How many NFL players have been in serious trouble with the law? Countless. Ray Lewis’ public image was tarnished after a Super Bowl party on January 31, 2000, when he was accused of murder, although the charges were reduced. How about the Redskins’ Sean Taylor and his woeful behavior?
The number of DUIs and cocaine use in the NFL is appalling, but do you think the credibility of the sport has diminished over the years to the point that the sports world no longer cares about football? Did Terrell Owens fighting with his own teammates hurt him or the game’s fortunes?
Baseball — Does Rafael Palmeiro’s apparently lying to a Congressional panel about steroid use take away from interest in baseball? While Barry Bonds’ BALCO relationship may be making many in Major League Baseball uneasy as he reaches Hank Aaron’s home run record, has fan support turned south?
Or how about Darryl Strawberry’s proclivity toward wife-beating and cocaine in the late 1980s and all through the next two decades? Seems to me that baseball keeps packing the fans into the ballparks, regardless of its flaws.
Basketball — Between Ron Artest, Kobe Bryant and Allen Iverson, the NBA has way too many players in court as opposed to on the court. Yet how is the sport’s credibility? The league still appears to be thriving.
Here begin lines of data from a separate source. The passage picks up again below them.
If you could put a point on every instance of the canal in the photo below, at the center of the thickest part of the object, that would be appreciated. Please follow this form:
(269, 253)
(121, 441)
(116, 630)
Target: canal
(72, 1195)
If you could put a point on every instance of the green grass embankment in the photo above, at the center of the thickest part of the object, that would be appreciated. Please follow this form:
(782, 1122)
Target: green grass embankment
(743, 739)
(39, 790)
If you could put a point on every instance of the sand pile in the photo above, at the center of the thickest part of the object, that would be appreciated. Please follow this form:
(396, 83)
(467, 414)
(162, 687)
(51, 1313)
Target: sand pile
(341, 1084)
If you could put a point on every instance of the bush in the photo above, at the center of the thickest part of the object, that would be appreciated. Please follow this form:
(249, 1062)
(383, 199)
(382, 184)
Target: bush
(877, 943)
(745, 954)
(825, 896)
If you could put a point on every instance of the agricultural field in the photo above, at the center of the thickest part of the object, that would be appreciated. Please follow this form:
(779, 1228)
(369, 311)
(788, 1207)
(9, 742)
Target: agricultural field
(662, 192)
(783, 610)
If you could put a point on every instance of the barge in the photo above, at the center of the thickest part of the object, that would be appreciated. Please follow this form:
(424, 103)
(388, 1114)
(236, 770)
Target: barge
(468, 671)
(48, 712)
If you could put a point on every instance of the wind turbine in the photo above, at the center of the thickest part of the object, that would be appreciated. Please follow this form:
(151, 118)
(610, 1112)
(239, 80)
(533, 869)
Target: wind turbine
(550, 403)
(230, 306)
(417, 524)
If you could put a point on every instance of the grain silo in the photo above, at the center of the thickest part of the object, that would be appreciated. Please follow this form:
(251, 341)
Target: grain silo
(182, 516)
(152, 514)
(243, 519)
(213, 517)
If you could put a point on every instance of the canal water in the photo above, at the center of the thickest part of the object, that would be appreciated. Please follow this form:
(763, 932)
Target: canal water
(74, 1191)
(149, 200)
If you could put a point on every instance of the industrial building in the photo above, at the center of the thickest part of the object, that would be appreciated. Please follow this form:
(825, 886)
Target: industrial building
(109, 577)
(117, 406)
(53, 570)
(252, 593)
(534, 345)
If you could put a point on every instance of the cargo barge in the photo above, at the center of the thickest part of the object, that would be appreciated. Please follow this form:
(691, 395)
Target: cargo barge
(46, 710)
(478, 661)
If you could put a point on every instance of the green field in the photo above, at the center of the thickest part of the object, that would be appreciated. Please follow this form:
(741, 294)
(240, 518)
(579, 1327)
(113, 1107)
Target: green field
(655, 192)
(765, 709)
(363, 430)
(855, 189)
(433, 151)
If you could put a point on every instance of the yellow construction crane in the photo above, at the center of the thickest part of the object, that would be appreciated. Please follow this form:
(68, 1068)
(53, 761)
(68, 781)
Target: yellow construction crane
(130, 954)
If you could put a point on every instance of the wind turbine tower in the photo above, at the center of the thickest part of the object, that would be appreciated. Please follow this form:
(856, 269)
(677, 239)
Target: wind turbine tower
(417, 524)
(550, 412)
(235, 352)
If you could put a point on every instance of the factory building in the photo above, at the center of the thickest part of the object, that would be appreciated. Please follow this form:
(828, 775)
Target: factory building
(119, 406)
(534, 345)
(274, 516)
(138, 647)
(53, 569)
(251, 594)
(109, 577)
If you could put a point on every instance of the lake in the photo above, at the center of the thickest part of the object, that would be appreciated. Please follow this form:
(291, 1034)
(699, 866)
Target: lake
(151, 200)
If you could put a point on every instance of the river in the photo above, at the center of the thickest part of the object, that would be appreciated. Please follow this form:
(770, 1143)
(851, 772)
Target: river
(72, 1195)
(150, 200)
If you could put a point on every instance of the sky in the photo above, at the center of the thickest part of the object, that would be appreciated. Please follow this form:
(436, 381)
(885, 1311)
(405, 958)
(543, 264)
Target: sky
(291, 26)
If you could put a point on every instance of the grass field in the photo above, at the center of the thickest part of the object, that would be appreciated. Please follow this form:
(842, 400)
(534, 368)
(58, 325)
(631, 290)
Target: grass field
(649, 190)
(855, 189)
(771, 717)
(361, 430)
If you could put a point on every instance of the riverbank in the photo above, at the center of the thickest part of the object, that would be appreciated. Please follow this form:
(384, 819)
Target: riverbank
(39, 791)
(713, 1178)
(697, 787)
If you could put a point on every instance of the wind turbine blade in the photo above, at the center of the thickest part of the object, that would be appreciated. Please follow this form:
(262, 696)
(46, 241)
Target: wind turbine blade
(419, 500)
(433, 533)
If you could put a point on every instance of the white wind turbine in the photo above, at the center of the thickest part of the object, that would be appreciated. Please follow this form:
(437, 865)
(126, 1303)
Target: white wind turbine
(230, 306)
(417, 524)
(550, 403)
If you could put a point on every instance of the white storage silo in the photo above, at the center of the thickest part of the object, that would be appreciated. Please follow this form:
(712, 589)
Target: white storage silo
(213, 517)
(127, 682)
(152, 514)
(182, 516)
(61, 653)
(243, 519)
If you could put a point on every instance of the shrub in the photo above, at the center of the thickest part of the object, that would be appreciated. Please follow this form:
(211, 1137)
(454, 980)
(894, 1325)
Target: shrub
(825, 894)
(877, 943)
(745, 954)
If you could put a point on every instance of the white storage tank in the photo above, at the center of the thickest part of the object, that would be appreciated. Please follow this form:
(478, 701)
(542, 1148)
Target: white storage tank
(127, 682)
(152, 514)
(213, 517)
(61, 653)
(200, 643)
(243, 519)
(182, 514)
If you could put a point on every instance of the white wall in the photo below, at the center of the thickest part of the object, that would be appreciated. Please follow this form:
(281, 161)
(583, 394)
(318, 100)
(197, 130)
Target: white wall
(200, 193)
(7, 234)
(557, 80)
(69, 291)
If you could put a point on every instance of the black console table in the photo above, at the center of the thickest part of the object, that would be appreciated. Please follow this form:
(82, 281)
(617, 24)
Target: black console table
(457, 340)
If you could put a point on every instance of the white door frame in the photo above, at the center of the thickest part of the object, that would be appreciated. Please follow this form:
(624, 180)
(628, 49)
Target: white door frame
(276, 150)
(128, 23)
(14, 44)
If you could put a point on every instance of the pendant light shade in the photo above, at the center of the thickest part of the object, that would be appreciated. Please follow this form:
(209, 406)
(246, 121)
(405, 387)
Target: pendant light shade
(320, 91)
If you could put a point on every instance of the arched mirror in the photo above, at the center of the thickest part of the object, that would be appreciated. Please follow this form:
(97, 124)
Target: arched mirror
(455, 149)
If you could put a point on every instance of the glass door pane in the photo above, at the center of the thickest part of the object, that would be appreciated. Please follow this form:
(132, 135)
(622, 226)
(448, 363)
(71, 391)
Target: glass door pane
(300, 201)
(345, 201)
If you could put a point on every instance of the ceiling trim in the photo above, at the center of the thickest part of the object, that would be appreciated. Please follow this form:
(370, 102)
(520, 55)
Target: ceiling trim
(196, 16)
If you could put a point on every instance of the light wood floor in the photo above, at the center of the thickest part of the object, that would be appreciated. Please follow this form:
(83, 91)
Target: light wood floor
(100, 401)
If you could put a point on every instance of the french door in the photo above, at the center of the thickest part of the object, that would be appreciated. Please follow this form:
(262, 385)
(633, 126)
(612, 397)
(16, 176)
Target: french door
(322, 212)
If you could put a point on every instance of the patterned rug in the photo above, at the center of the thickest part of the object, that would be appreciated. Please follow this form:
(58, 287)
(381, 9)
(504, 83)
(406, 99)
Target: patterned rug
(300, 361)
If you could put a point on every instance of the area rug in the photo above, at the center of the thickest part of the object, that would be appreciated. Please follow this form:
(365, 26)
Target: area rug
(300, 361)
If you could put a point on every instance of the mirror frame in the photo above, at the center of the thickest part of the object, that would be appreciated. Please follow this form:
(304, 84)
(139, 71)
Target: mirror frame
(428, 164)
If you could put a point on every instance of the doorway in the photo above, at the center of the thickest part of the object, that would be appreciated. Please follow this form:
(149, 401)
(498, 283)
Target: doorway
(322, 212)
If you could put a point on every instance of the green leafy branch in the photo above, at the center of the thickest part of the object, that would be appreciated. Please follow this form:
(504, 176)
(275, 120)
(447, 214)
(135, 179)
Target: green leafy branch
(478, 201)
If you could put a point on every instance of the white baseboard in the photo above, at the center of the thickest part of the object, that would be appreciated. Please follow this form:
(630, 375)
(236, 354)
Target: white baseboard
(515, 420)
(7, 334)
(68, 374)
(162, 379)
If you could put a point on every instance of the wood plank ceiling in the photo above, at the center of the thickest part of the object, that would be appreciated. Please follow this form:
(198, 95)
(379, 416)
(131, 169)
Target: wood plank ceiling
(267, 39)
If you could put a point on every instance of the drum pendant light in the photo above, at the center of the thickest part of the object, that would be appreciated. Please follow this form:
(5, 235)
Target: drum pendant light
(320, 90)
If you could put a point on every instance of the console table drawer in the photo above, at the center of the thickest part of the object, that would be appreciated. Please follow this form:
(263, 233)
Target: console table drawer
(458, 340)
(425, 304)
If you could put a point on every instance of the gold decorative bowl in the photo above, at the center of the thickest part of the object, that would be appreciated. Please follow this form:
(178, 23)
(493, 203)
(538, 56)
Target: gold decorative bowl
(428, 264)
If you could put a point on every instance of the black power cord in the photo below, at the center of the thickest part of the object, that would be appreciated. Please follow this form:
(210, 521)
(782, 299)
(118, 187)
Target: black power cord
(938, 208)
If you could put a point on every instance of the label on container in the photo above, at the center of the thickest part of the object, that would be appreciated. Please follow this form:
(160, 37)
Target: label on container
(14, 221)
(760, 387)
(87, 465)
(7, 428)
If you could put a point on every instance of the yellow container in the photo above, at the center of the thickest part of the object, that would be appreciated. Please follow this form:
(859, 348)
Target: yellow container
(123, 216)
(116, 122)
What has hurt track and field since 1988 isn’t necessarily performance-enhancing drug problems. Since 1988, while professional sports — those that require a ball — have provided huge financial opportunities for young athletes around the world, track and field still remains largely an amateur sport with no organization of its athletes behind it.
But what I see that has really hurt track and field, and professional tennis, too, is the amazing rise in popularity of golf, at all levels — participants as well as fans. And for the life of me, I don’t understand the fascination.